Sunday, December 01, 2013

Matisyahu beat boxes, lights menorah with Kalamazoo Jewish Community in Bronson Park 

Although his visit was a short one, Matisyahu delighted an intimate crowd by answering questions, signing autographs and beat boxing during a menorah lighting in Bronson Park Sunday.

Matisyahu, a Hasidic Jewish hip-hop/reggae recording artist, made the appearance at the lighting celebration on the fifth night of Hanukkah before his show at Kalamazoo State Theatre scheduled for Sunday night.

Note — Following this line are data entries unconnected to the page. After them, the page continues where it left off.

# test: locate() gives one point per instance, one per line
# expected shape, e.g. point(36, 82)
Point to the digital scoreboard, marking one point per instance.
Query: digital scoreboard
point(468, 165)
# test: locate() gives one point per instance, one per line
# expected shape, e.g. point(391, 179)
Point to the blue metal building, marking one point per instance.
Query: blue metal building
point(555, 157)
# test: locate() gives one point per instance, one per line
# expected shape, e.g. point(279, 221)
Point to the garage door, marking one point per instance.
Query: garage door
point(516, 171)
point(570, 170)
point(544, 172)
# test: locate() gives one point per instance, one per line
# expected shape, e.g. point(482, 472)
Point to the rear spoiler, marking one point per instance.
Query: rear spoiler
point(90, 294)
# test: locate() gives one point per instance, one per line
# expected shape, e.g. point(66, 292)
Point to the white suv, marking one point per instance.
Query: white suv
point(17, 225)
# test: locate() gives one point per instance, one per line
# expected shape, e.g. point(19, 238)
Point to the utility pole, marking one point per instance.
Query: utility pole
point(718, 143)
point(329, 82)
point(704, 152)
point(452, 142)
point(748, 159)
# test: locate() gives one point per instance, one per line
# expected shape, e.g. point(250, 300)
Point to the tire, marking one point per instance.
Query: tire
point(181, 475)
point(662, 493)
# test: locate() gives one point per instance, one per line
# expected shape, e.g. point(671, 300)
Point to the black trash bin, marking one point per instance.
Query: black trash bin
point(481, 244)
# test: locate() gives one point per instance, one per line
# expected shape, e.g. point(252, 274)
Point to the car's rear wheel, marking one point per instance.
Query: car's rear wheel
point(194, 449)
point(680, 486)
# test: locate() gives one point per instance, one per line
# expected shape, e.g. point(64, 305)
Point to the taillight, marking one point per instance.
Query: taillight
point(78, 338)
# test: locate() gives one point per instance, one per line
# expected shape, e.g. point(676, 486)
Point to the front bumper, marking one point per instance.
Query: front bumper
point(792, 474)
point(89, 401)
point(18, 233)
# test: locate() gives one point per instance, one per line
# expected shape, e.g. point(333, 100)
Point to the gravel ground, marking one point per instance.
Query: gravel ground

Standing next to the 12-foot menorah recently installed in Bronson Park, Matisyahu did some beat boxing, showing off some of the musical skills that have made him a Grammy-nominated star. Matisyahu also answered some questions from the crowd of more than 100.

When asked what type of music he likes to produce, Matisyahu said anything that is "true to his experience."

Before leaving the event, he signed some autographs for young fans.

Beth Grode, president of The Jewish Federation of Kalamazoo, said when she found out that Matisyahu was going to be in Kalamazoo for a concert, she had to ask his agent if he could come to the menorah lighting.

"He was very honored when we asked him," Grode said. "My family and I are big Matisyahu fans so we were excited."

The event also included dancing, singing traditional Jewish songs and eating sufganiyot, round jelly donuts fried in oil. During Hanukkah, the Jewish community often eats fried foods in memory of the miracle of the Temple oil that burned for eight days when the Maccabees rededicated the Temple in Jerusalem.

Hanukkah commemorates the rededicated Temple after the Maccabees, a small band of pious Jews, revolted against and defeated the Syrian-Greeks in 165 B.C.E.

Rabbi Mordechai Haller, of the Chabad House of Kalamazoo, said the Kalamazoo Jewish community can learn a lot from the Maccabees and the story behind Hanukkah.

"The Maccabees were a very small group, just like the Kalamazoo Jewish community," he said. "But against all odds, they did what was right. Because of that, God helped them and they were successful in a miraculous way."

This is the first year the Jewish community has had a presence in Bronson Park during the holidays, Grode said.

"It's a great way to bring the whole Jewish community together and to show others that Hanukkah isn't just a Jewish Christmas," she said.